A second example is the U.S. Department of Veterans Affairs’ National Center for PTSD, which seeks to improve clinical care for military veterans through interdisciplinary research on stress-related disorders. Recently, the VA issued its first request for applications since the 1960s to study psychedelic compounds for treating PTSD and depression. This initiative aligns with extant NIH efforts to establish a psychedelic science and medicine interest group, co-sponsor workshops, and a $7.3 million portfolio of predominantly preclinical psychedelic studies. Although the VA’s investments primarily benefit veterans, they highlight the potential for federal investment in clinical trials to identify safe and effective PTSD treatments.

A call to action

The Psychopharmacologic Drugs Advisory Committee’s vote on Lykos Therapeutics’ new drug application is a call to action for advocates, academics, political leaders, funding agencies, foundations, and the scientific community. Public investment is driven by affected communities advocating for their needs and resources to address morbidity and mortality risks. In the 1990s, HIV advocates in the U.S. drastically increased federal and state investment in HIV science, shortened NIH funding cycles, and accelerated access to experimental drugs, bringing control of the global pandemic within reach. Advocates for those with PTSD should follow their lead in pushing for the rapid development of safe and effective new therapies for a persistent threat to well-being.

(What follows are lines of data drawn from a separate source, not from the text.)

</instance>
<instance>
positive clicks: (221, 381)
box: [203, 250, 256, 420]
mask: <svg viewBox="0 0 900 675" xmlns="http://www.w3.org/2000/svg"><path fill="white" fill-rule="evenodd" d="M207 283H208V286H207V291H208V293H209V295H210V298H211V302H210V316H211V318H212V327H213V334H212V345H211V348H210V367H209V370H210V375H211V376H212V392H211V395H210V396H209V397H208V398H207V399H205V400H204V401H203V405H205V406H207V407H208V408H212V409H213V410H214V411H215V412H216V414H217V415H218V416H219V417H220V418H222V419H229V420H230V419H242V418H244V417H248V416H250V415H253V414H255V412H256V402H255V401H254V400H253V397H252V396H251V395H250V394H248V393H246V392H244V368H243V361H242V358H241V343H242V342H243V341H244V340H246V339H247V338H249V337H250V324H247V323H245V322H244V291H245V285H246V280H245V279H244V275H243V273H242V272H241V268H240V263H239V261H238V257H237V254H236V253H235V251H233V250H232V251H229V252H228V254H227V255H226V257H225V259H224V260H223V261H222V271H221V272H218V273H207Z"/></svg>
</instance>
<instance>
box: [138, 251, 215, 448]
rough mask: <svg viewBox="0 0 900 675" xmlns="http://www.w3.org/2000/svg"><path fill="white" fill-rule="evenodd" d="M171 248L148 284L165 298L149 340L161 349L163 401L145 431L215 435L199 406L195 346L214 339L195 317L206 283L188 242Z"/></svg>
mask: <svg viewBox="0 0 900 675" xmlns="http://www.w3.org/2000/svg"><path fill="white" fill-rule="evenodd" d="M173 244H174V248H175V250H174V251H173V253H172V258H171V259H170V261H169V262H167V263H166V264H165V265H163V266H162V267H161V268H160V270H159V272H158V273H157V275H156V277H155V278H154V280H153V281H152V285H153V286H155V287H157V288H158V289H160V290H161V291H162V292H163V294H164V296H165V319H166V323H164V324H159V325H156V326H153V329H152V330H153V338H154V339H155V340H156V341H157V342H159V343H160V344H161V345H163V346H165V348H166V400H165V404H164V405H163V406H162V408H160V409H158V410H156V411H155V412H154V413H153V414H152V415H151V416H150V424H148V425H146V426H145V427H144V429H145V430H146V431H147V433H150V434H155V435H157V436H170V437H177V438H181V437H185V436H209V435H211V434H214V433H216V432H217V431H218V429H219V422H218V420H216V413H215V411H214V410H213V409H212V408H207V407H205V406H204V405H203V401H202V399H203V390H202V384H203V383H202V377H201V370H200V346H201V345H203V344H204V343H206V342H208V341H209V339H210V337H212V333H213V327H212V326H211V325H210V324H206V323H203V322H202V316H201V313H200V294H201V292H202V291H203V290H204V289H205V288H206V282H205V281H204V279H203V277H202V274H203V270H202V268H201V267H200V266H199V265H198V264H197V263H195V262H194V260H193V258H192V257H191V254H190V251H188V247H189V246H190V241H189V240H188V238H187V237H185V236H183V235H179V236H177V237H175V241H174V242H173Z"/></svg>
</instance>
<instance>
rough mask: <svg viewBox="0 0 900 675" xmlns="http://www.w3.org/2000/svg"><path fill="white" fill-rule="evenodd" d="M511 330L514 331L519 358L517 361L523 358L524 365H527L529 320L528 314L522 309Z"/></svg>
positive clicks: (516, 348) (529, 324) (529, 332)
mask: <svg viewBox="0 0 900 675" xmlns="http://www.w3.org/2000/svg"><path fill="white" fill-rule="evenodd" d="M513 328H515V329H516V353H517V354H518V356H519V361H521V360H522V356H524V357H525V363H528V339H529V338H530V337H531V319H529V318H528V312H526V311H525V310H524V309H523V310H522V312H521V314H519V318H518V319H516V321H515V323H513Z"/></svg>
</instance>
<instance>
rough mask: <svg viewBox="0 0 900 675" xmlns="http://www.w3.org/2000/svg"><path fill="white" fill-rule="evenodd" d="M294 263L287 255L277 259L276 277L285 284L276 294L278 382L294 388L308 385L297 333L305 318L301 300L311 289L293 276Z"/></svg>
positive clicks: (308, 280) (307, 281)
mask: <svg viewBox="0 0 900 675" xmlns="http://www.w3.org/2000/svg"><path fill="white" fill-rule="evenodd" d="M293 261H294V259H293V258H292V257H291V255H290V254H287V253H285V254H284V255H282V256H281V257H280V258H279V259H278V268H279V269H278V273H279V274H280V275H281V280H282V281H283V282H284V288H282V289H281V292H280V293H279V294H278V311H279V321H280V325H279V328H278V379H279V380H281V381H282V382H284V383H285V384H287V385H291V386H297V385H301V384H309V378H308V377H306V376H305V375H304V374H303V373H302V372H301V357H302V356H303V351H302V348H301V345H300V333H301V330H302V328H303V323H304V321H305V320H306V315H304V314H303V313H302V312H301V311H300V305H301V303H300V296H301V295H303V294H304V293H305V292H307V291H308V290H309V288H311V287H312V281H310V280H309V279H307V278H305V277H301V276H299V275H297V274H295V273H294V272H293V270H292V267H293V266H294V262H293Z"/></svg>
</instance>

The time is right. There is a receptive audience in Washington, D.C., for public investment in psychedelic-assisted psychotherapy: the bipartisan Congressional Psychedelics Advancing Clinical Treatments (PACT) Caucus, led by Reps. Lou Correa (D-Calif.) and Jack Bergman (R-Mich.), which aims to fund research on the safety, efficacy, and durability of these treatments to address the national mental health crisis. In the footsteps of Australia and the Netherlands, the U.S. must redouble its efforts to fund more rigorous clinical trials to determine the safety and efficacy of a promising PTSD treatment for those who stand to benefit from it.

Andrew D. Forsyth, Ph.D., is an independent consultant and former NIH program officer based in Berkeley, Calif. Mallory O. Johnson, Ph.D., is a professor of medicine and nursing at the University of California, San Francisco. Jae M. Sevelius, Ph.D., is a professor of medical psychology in the Department of Psychiatry at New York Presbyterian/Columbia University Irving Medical Center.